Eu não acredito! Depois de muito bater a cabeça, finalmente consegui instalar a versão 3 (beta) do Movable Type no servidor? Sabem o que isso significa? Que nos próximos dias isto aqui vai dar pau até cansar. Se vocês virem algum bug, tenham a gentileza de me informar, tá bom? Obrigado.

Deprimido, de saco cheio e cansado de ficar trancado em casa na frente deste computador, tomei uma decisão drástica: “Vou ao cinema”. Tão logo decidi, desliguei o micro, vesti uma calça (que eu não usava há mais de três anos, porque não servia mais, rá!), uma camiseta qualquer e rumei para o templo da cultura e do entretenimento. Só que aí lembrei que não sei onde fica o templo da cultura e do entretenimento, então me contentei em ir ao Shopping Metrô Tatuapé. Vi lá um filme qualquer, zanzei pelas livrarias, comi um negócio. Estava tomando um milkshake de Ovomaltine e lendo, quando alguém se aproximou e fez a pergunta:
— Você é o Marco Aurélio?
Levantei os olhos do meu livro. Um rapaz de sorriso franco, portanto um bloquinho de notas, e acompanhado por uma linda garota. Apresentou-se e a ela. Eu tenho um problema muito sério com nomes, mas tenho quase certeza que o nome dele era Juca. Dela eu esqueci. Desculpem, por favor, essa minha deficiência.
Bom. Os dois sentaram-se comigo, conversamos bastante. Juca elogiou meus escritos, o que é sempre desconcertante porém muito gostoso. Depois de algum tempo conversando, os dois despediram-se e saíram. Acompanhei o belo casal com o olhar. Ali estavam as pessoas que vieram para levar minha depressão embora. Muito, muito obrigado aos dois.

(Mas, na boa, custava nada vocês me avisarem que eu tava com um monte de comida no meio do aparelho, né? Cheguei em casa e minha irmã quase teve sua filha com dois meses de antecedência ao ver a maçaroca nos meus dentes…)

Vocês repararam que isto aqui está prestes a alcançar a marca de 500 mil visitas? PORRA, VÃO LER UM LIVRO! VÃO AO CINEMA, AO TEATRO! VÃO TRABALHAR! UM BLOG MEQUETREFE COMO ESTE CHEGAR A MEIO MILHÃO DE VISITAS É PROVA DE QUE A JUVENTUDE BRASILEIRA ESTÁ PERDIDA!

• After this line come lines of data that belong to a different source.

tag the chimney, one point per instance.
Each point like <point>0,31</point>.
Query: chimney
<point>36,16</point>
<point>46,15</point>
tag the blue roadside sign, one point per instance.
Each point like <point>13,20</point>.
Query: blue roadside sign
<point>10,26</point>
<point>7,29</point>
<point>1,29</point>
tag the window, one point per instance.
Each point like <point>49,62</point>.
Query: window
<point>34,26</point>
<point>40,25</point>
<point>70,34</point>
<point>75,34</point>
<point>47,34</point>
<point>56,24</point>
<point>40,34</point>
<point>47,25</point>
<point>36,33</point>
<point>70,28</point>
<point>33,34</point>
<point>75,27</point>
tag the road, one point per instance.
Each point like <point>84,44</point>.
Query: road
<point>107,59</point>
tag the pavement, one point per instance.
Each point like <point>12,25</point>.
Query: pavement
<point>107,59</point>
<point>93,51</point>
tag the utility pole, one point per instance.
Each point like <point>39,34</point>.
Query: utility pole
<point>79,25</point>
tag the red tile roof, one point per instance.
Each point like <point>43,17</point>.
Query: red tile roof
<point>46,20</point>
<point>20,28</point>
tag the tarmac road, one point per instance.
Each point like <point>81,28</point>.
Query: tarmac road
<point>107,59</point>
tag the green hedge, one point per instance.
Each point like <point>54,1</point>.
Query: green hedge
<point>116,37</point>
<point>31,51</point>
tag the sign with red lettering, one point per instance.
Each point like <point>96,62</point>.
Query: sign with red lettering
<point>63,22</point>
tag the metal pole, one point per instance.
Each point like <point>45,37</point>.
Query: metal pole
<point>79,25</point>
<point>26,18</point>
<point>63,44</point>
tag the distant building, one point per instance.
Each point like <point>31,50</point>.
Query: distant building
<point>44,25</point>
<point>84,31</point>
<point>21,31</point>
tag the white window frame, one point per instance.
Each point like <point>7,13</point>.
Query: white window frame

Um tempo atrás um leitor disse aqui que melhor seria que os comentários do blog fossem em ordem ascendente. O argumento dele era muito bom: com o último comentário no topo, o leitor tem que correr a tela até o final para começar a ler, ir subindo, e depois descer tudo de novo para postar seu próprio comentário. Não lembro quem foi o sábio que me deu esse toque, mas acatei. Comentários ascendentes a partir de agora.

Ah, é! Nem contei pra vocês: segunda-feira começam minhas férias. Vou para Curitiba no sábado, volto na segunda. Não vou fazer nenhuma viagem longa como a do ano passado, mas o ritmo disto aqui vai diminuir. Não comemorem: serão apenas 20 dias…

O próximo capítulo será o último do Deuteronômio, e também o derradeiro da história de Moisés. Desde o final do livro dos Números que eu vivo com essa agonia causada pela perspectiva de contar aqui a morte do velho gago. Sei o quanto isso é ridículo, mas não consigo evitar. Tenho convivido com Moisés desde 13 de julho do ano passado, quando narrei seu nascimento. Vai ser difícil, mais de um ano depois, despedir-me desse personagem.

EU NÃO QUERO QUE O MOISÉS MORRA, CARALHO!